Technik. - In unserer Serie über tolle Ideen, von denen man später nicht mehr viel gehört hat, gehen wir heute in den Untergrund. Vor etwa fünf Jahren sorgten Bochumer Ingenieure mit ihrem Vorschlag für Aufsehen, den Güterverkehr unter die Erde zu verlegen: Cargo Cap – eine unterirdische Rohrpost für den Warentransport. Forschung aktuell hat die Labors besucht.

Von Sascha Ott |
    "Renaissance der Rohrpost" und "Die Zukunft liegt im Untergrund" – so und ähnlich euphorisch lauteten die Schlagzeilen. Es war Ende 1999 als Prof. Dietrich Stein von der Fakultät für Bauingenieurswesen der Ruhr-Universität Bochum seine Idee von Cargo Cap der Öffentlichkeit vorstellte. Vielleicht war die Stimmung für futuristische Visionen so kurz vor der Jahrtausendwende besonders günstig. Denn von den Reaktionen war Stein selbst überrascht.

    Ich hatte mich anfangs eigentlich davor gefürchtet, mit dieser Idee an die Öffentlichkeit zu gehen, weil man sehr, sehr schnell als Spinner oder Scharlatan abgetan wird. Ich habe dann aber feststellen können, dass diese Idee in weitesten Teilen der Bevölkerung bis hin zur Presse ungeheuer viel Sympathie fand.

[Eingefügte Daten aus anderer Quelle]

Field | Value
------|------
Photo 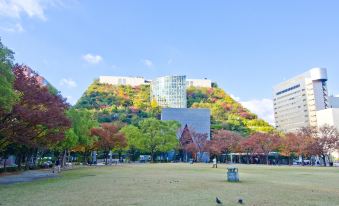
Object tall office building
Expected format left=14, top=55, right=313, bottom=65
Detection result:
left=273, top=68, right=329, bottom=132
left=151, top=75, right=187, bottom=108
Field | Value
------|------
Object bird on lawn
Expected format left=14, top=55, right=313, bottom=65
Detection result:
left=238, top=198, right=244, bottom=204
left=216, top=197, right=222, bottom=204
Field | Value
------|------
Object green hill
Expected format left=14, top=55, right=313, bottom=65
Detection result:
left=75, top=80, right=274, bottom=135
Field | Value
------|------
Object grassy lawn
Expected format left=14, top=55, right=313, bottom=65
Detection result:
left=1, top=163, right=339, bottom=206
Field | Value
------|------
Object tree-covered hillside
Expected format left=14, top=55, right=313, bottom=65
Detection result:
left=75, top=80, right=274, bottom=135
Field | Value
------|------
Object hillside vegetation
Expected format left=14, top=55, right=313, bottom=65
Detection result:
left=75, top=80, right=274, bottom=135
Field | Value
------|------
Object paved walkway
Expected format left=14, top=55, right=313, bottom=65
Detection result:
left=0, top=170, right=58, bottom=185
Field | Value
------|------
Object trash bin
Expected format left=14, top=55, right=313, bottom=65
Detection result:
left=227, top=167, right=239, bottom=182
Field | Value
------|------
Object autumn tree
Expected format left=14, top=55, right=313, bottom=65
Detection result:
left=208, top=130, right=242, bottom=162
left=91, top=123, right=127, bottom=165
left=0, top=65, right=70, bottom=169
left=179, top=125, right=194, bottom=161
left=240, top=137, right=256, bottom=164
left=280, top=133, right=300, bottom=165
left=248, top=132, right=281, bottom=165
left=190, top=130, right=209, bottom=162
left=315, top=125, right=339, bottom=166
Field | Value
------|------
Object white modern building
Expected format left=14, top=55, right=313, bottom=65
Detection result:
left=187, top=78, right=212, bottom=88
left=99, top=76, right=148, bottom=87
left=151, top=75, right=187, bottom=108
left=273, top=68, right=329, bottom=132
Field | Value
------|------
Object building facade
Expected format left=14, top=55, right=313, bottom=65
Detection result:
left=273, top=68, right=329, bottom=132
left=186, top=78, right=212, bottom=88
left=329, top=96, right=339, bottom=108
left=316, top=108, right=339, bottom=160
left=161, top=108, right=211, bottom=139
left=99, top=76, right=147, bottom=87
left=151, top=75, right=187, bottom=108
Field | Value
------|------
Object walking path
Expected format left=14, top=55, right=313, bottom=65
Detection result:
left=0, top=169, right=58, bottom=185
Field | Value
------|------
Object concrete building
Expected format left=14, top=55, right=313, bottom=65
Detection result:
left=187, top=78, right=212, bottom=88
left=316, top=108, right=339, bottom=161
left=329, top=96, right=339, bottom=108
left=151, top=75, right=187, bottom=108
left=273, top=68, right=329, bottom=132
left=99, top=76, right=147, bottom=87
left=161, top=108, right=211, bottom=139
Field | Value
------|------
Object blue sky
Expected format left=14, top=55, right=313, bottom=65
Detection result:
left=1, top=0, right=339, bottom=124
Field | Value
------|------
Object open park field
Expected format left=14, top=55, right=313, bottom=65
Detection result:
left=1, top=164, right=339, bottom=206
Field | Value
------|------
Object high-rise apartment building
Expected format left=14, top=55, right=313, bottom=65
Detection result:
left=151, top=75, right=187, bottom=108
left=273, top=68, right=329, bottom=132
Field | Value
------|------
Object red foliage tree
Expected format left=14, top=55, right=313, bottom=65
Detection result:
left=247, top=132, right=281, bottom=165
left=179, top=126, right=209, bottom=162
left=1, top=65, right=70, bottom=168
left=91, top=123, right=127, bottom=164
left=208, top=130, right=242, bottom=162
left=240, top=137, right=256, bottom=164
left=316, top=125, right=339, bottom=166
left=280, top=133, right=300, bottom=165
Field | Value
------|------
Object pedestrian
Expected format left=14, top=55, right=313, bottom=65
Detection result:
left=53, top=158, right=61, bottom=173
left=212, top=157, right=217, bottom=168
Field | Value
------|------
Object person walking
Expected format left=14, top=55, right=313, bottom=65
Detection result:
left=212, top=157, right=217, bottom=168
left=53, top=158, right=61, bottom=173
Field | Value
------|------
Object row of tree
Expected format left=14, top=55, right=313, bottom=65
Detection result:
left=180, top=126, right=339, bottom=166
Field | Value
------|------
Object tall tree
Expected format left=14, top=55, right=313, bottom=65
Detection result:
left=248, top=132, right=281, bottom=165
left=280, top=133, right=300, bottom=165
left=120, top=125, right=143, bottom=161
left=209, top=130, right=242, bottom=162
left=67, top=108, right=98, bottom=163
left=191, top=130, right=209, bottom=162
left=315, top=125, right=339, bottom=166
left=139, top=118, right=180, bottom=162
left=0, top=38, right=18, bottom=113
left=1, top=65, right=70, bottom=169
left=91, top=123, right=127, bottom=165
left=179, top=125, right=194, bottom=161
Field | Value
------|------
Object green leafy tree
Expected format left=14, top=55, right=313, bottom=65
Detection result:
left=121, top=125, right=143, bottom=161
left=139, top=118, right=180, bottom=162
left=0, top=38, right=19, bottom=113
left=67, top=108, right=98, bottom=163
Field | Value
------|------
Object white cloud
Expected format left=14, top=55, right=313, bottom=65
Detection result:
left=59, top=78, right=77, bottom=88
left=0, top=0, right=56, bottom=21
left=65, top=95, right=77, bottom=105
left=142, top=59, right=153, bottom=68
left=82, top=54, right=103, bottom=64
left=0, top=22, right=24, bottom=32
left=241, top=98, right=275, bottom=125
left=230, top=94, right=241, bottom=102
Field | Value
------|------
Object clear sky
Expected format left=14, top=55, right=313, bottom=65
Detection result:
left=1, top=0, right=339, bottom=124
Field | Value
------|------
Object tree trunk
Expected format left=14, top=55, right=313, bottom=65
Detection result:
left=322, top=155, right=327, bottom=167
left=266, top=154, right=269, bottom=165
left=61, top=150, right=66, bottom=168
left=17, top=153, right=22, bottom=170
left=3, top=158, right=7, bottom=172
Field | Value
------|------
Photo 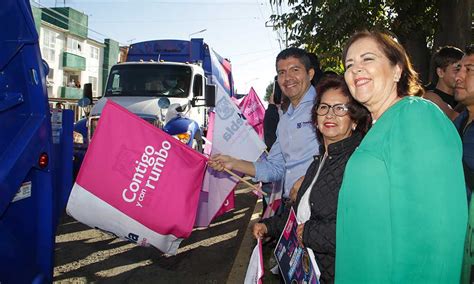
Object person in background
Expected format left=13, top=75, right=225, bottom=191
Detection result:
left=453, top=45, right=474, bottom=283
left=307, top=52, right=324, bottom=87
left=336, top=30, right=467, bottom=283
left=253, top=75, right=371, bottom=283
left=454, top=46, right=474, bottom=200
left=424, top=46, right=464, bottom=120
left=261, top=80, right=282, bottom=214
left=208, top=47, right=319, bottom=204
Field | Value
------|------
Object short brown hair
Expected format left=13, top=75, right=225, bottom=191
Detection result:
left=342, top=30, right=424, bottom=98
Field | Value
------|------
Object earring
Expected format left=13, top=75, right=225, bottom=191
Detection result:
left=352, top=125, right=357, bottom=131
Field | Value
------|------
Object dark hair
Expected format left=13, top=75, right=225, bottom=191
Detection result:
left=276, top=47, right=313, bottom=72
left=342, top=30, right=424, bottom=97
left=433, top=46, right=464, bottom=69
left=466, top=45, right=474, bottom=56
left=307, top=52, right=324, bottom=86
left=430, top=46, right=464, bottom=84
left=311, top=75, right=371, bottom=145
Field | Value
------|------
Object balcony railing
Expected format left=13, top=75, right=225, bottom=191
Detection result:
left=62, top=52, right=86, bottom=71
left=60, top=86, right=82, bottom=99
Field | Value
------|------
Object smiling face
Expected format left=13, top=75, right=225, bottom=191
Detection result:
left=277, top=56, right=314, bottom=107
left=343, top=37, right=401, bottom=115
left=316, top=88, right=355, bottom=146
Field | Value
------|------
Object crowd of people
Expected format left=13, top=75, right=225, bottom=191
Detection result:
left=209, top=30, right=473, bottom=283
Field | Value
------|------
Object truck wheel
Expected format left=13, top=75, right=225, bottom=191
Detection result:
left=193, top=132, right=203, bottom=153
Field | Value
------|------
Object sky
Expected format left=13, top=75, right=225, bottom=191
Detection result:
left=33, top=0, right=288, bottom=103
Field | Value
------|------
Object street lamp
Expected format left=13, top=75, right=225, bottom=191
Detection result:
left=188, top=29, right=207, bottom=38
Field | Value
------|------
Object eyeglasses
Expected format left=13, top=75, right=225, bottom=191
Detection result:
left=316, top=103, right=349, bottom=117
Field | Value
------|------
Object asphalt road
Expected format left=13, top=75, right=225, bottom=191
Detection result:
left=53, top=185, right=258, bottom=283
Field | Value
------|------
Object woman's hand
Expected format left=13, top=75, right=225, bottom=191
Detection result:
left=297, top=223, right=305, bottom=247
left=208, top=154, right=236, bottom=171
left=252, top=223, right=268, bottom=239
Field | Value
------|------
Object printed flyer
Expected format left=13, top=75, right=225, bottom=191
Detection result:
left=274, top=207, right=319, bottom=284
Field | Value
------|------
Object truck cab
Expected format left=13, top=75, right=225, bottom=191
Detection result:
left=73, top=38, right=233, bottom=177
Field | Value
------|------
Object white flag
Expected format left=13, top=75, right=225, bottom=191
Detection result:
left=245, top=238, right=264, bottom=284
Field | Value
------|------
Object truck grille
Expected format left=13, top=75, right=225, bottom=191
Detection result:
left=88, top=115, right=162, bottom=141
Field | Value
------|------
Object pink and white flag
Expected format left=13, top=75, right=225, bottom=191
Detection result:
left=238, top=87, right=265, bottom=138
left=244, top=238, right=264, bottom=284
left=195, top=78, right=266, bottom=227
left=203, top=111, right=215, bottom=156
left=262, top=181, right=283, bottom=219
left=66, top=100, right=207, bottom=255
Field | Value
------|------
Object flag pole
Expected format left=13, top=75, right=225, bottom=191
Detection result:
left=223, top=168, right=267, bottom=196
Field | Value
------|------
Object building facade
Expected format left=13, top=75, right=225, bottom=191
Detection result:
left=32, top=6, right=120, bottom=100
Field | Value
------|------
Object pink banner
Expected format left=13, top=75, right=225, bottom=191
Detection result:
left=239, top=87, right=265, bottom=138
left=203, top=111, right=215, bottom=156
left=70, top=100, right=207, bottom=249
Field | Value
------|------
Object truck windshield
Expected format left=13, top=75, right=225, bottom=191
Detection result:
left=105, top=64, right=192, bottom=98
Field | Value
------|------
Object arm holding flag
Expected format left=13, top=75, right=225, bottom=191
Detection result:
left=253, top=137, right=285, bottom=183
left=208, top=137, right=285, bottom=184
left=208, top=154, right=256, bottom=177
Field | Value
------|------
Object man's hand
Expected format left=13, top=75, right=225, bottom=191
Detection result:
left=252, top=223, right=268, bottom=239
left=208, top=154, right=236, bottom=171
left=289, top=176, right=305, bottom=202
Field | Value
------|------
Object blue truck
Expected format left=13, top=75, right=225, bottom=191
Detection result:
left=73, top=39, right=234, bottom=175
left=0, top=0, right=74, bottom=282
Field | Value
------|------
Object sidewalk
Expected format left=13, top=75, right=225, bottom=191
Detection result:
left=227, top=190, right=280, bottom=283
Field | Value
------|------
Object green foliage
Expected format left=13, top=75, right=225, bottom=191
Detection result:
left=265, top=80, right=274, bottom=102
left=269, top=0, right=438, bottom=70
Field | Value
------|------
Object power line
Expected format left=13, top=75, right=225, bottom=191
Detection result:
left=90, top=17, right=259, bottom=24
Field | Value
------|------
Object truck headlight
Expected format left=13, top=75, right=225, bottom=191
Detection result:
left=73, top=131, right=84, bottom=144
left=173, top=131, right=192, bottom=144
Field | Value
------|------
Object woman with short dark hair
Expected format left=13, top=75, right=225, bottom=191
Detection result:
left=253, top=75, right=370, bottom=283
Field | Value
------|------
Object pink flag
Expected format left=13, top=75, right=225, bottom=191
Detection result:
left=214, top=187, right=235, bottom=217
left=203, top=111, right=215, bottom=156
left=66, top=100, right=207, bottom=254
left=262, top=181, right=283, bottom=219
left=238, top=87, right=266, bottom=138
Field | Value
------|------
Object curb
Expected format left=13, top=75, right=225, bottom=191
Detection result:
left=227, top=194, right=262, bottom=283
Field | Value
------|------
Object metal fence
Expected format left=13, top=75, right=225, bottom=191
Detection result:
left=48, top=98, right=86, bottom=122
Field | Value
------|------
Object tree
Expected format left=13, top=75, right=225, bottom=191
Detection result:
left=269, top=0, right=472, bottom=83
left=265, top=80, right=274, bottom=102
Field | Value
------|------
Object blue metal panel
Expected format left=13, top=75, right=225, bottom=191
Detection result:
left=0, top=0, right=73, bottom=282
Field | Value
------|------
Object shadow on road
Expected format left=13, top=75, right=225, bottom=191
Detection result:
left=54, top=187, right=257, bottom=283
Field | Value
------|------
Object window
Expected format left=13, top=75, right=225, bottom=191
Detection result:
left=41, top=29, right=56, bottom=62
left=89, top=76, right=98, bottom=95
left=90, top=46, right=99, bottom=60
left=47, top=68, right=54, bottom=81
left=67, top=38, right=82, bottom=54
left=193, top=74, right=203, bottom=97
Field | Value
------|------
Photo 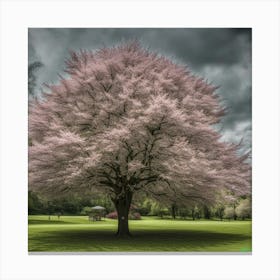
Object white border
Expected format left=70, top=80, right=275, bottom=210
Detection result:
left=0, top=0, right=279, bottom=279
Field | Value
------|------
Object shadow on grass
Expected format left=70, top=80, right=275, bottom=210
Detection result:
left=28, top=219, right=79, bottom=225
left=28, top=219, right=109, bottom=225
left=29, top=228, right=251, bottom=252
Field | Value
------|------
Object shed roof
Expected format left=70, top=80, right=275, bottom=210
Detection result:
left=91, top=206, right=105, bottom=210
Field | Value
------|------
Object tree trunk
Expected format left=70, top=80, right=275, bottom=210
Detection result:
left=233, top=204, right=237, bottom=220
left=113, top=191, right=133, bottom=237
left=191, top=209, right=195, bottom=220
left=171, top=203, right=177, bottom=219
left=203, top=206, right=211, bottom=219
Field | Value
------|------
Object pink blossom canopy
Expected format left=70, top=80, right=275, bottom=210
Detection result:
left=29, top=42, right=251, bottom=204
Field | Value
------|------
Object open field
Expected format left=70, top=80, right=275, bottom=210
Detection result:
left=28, top=215, right=252, bottom=252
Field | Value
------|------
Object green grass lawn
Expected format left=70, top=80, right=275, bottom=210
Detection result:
left=28, top=215, right=252, bottom=252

    In mannshohen Röhren sollten motorisierte Kapseln beladen mit zwei Euro-Paletten ihr Ziel erreichen. Zunächst war eine 80 Kilometer lange Trasse unter dem Ruhrgebiet geplant. Später dann sollten auch einzelne Haushalte im Keller ihren Anschluss an das Cargo-Cap-Netz erhalten. Aber dann kam der Rückschlag: Der nordrhein-westfälische Landtag ließ 2002 ein Gutachten über die Chancen von Cargo Cap erstellen.

    Und dieses Gutachten kam zu sehr negativen Aussagen aufgrund aus unserer Sicht schwerer handwerklicher Fehler. Aber es war dann maßgeblich bei der Entscheidung, ob man dieses Vorhaben weiter fördert oder nicht. Und so wurden dann im Dezember 2002 die Fördermittel gestrichen.

    Aber Dietrich Stein und seine Kollegen machten trotzdem weiter. Und wurden belohnt: Vor einem Jahr genehmigte das Wissenschaftsministerium in Düsseldorf eine neue Förderung. Das Projekt kam wieder richtig ins Rollen.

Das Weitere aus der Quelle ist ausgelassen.